Kritisi Hukum Internasional di ASEAN
Sebelum memulai studi doktoralnya di Spanyol, pada tahun 2009 Yordan telah memulai penelitian untuk disertasinya terkait polusi asap di kawasan ASEAN dan bagaimana penanggulangannya melalui hukum internasional yang terikat oleh perjanjian, bernama ASEAN Agreement on Transboundary Haze Pollution (AATHP). Polusi asap yang menyebabkan total kerugian hingga miliaran USD ini, menurut Yordan belum terselesaikan dengan optimal walaupun telah adanya AATHP.
Ia pun menjadikan penelitiannya ini sebagai disertasi doktoralnya dengan judul “The Effectiveness of Informal International Law in Southeast Asia: Influencing the Enforcement of the 2002 ASEAN Agreement on Transboundary Haze Pollution (AATHP)”. Proposal disertasi penelitian Yordan ini pun telah diuji pada bulan Juli 2022, dengan sidang akhir ujian disertasinya dilaksanakan pada 16 Juni 2024 secara terbuka disaksikan puluhan Profesor dan mahasiswa PhD lainnya, dengan Pembimbing Prof. Pablo Pareja Alcaraz dan pengujinya yakni, Prof. Angel Rodrigo Hernandez, Prof. Marta Abegon Novella, Prof. Oriol Mir, dan Prof. Josep Capdeferro.
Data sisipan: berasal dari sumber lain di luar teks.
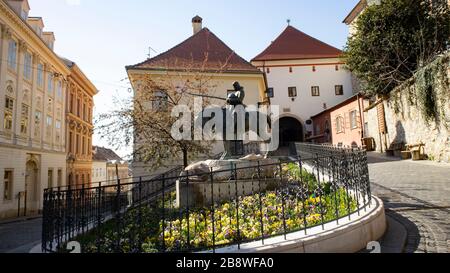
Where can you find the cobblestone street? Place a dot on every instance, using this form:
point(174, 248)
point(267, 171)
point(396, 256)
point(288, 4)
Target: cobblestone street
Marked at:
point(416, 194)
point(20, 236)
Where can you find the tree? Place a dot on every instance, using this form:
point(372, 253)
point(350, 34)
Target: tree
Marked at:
point(394, 39)
point(145, 120)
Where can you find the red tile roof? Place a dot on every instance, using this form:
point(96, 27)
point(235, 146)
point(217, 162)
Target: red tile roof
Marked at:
point(293, 44)
point(203, 51)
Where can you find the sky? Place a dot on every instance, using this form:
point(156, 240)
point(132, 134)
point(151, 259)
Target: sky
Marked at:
point(103, 36)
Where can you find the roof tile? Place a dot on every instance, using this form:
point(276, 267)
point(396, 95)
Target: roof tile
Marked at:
point(203, 51)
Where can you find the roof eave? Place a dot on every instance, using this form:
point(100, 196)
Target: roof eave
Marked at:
point(160, 69)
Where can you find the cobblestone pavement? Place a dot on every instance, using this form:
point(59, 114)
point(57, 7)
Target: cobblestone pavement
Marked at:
point(20, 236)
point(417, 194)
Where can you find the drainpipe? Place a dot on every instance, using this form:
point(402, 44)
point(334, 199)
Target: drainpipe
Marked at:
point(361, 120)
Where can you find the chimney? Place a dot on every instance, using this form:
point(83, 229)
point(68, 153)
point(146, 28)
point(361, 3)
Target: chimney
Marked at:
point(197, 24)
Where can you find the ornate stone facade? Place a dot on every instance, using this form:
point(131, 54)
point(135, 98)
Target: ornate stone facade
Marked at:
point(79, 108)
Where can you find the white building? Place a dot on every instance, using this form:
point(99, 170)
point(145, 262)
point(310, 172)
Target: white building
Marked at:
point(305, 76)
point(32, 102)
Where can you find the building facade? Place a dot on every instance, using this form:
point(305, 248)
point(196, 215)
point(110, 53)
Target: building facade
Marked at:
point(79, 109)
point(305, 76)
point(33, 83)
point(203, 57)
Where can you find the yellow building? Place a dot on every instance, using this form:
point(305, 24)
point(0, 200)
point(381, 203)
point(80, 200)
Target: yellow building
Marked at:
point(202, 57)
point(32, 103)
point(79, 108)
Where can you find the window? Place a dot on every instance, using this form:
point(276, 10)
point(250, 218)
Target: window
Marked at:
point(71, 103)
point(27, 66)
point(83, 146)
point(292, 92)
point(49, 126)
point(50, 106)
point(9, 110)
point(70, 142)
point(40, 76)
point(59, 90)
point(59, 178)
point(353, 120)
point(315, 91)
point(37, 123)
point(7, 185)
point(77, 143)
point(58, 130)
point(12, 54)
point(270, 92)
point(50, 83)
point(50, 178)
point(339, 124)
point(24, 119)
point(78, 107)
point(339, 90)
point(23, 15)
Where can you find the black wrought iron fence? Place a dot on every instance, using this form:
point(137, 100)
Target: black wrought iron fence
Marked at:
point(229, 205)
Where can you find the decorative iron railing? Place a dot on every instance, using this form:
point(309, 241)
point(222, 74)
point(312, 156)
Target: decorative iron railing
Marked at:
point(248, 201)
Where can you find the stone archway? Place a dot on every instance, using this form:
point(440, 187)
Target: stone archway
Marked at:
point(32, 187)
point(291, 130)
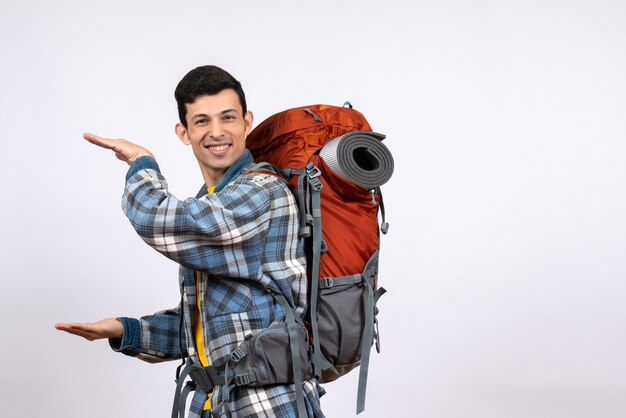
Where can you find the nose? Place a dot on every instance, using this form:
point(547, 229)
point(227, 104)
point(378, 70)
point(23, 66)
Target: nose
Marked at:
point(216, 130)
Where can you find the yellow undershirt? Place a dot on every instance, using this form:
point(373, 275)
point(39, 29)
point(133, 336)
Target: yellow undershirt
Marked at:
point(198, 330)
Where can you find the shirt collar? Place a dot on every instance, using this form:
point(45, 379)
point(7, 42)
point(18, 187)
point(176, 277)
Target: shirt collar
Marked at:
point(244, 160)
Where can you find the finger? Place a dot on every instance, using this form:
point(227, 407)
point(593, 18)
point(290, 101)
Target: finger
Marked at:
point(100, 141)
point(82, 330)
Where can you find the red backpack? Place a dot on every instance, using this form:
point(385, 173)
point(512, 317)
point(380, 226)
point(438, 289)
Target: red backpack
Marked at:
point(335, 165)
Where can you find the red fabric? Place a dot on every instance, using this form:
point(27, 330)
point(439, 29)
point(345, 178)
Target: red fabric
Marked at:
point(349, 218)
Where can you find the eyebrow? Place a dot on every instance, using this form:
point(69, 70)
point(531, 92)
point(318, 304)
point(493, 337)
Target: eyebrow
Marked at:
point(223, 112)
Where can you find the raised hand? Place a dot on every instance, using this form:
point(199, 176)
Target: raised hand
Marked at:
point(124, 150)
point(105, 328)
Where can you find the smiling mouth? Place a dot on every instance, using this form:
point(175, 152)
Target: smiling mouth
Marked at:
point(218, 147)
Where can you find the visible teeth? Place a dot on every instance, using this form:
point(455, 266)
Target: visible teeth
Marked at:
point(218, 147)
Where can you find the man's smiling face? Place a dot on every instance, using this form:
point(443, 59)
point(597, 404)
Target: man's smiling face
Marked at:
point(216, 130)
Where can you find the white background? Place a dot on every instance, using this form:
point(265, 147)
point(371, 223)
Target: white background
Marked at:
point(506, 257)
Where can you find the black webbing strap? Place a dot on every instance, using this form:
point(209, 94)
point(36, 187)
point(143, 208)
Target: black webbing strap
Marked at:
point(295, 354)
point(313, 191)
point(370, 270)
point(205, 378)
point(384, 226)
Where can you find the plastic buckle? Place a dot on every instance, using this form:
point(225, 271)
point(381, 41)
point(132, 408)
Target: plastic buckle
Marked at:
point(238, 354)
point(244, 379)
point(200, 377)
point(305, 232)
point(326, 282)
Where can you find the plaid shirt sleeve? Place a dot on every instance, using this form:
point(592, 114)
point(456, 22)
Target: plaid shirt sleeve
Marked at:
point(221, 234)
point(152, 338)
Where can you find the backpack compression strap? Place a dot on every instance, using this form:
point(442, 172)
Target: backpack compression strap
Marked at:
point(370, 332)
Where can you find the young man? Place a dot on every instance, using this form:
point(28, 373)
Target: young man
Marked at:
point(236, 242)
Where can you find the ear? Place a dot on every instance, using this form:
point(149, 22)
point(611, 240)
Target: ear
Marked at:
point(181, 132)
point(248, 118)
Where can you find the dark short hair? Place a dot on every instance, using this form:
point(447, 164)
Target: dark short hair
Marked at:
point(205, 80)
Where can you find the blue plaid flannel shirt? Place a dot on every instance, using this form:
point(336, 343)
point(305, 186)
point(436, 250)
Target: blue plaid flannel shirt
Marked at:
point(237, 241)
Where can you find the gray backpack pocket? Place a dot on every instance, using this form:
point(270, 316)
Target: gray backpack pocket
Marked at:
point(265, 358)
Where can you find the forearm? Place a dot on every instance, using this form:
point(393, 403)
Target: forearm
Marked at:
point(196, 233)
point(153, 338)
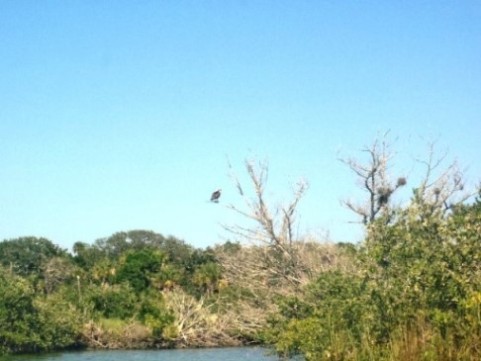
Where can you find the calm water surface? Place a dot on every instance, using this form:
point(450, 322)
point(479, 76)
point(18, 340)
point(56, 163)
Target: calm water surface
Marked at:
point(218, 354)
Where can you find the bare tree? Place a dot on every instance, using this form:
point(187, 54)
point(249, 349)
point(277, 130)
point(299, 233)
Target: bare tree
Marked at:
point(373, 177)
point(440, 189)
point(274, 231)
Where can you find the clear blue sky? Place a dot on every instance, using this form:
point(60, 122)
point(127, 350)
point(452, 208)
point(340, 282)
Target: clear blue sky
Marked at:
point(120, 115)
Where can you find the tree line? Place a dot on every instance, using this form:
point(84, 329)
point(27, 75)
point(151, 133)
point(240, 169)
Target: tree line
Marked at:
point(410, 290)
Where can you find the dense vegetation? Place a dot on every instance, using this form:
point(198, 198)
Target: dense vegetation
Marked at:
point(410, 291)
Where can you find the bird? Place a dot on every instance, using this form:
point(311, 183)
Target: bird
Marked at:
point(215, 196)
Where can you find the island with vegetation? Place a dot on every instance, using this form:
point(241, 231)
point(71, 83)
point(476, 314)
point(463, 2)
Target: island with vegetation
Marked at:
point(411, 290)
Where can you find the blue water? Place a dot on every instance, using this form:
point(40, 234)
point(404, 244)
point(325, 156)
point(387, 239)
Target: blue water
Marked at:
point(217, 354)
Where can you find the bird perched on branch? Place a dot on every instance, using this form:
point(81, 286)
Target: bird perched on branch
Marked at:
point(215, 196)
Menurut Yordan, ada dua faktor penyebab utama belum optimalnya penanganan polusi asap di kawasan ASEAN ini. Pertama adalah lambannya respon pemerintah Indonesia dalam meratifikasi perjanjian tersebut menjadi peraturan yang meregulasi aktivitas penyebab polusi asap terutama bagi pengusaha. Padahal, Indonesia menjadi negara pengekspor asap terbanyak yang disebabkan oleh kebakaran hutan.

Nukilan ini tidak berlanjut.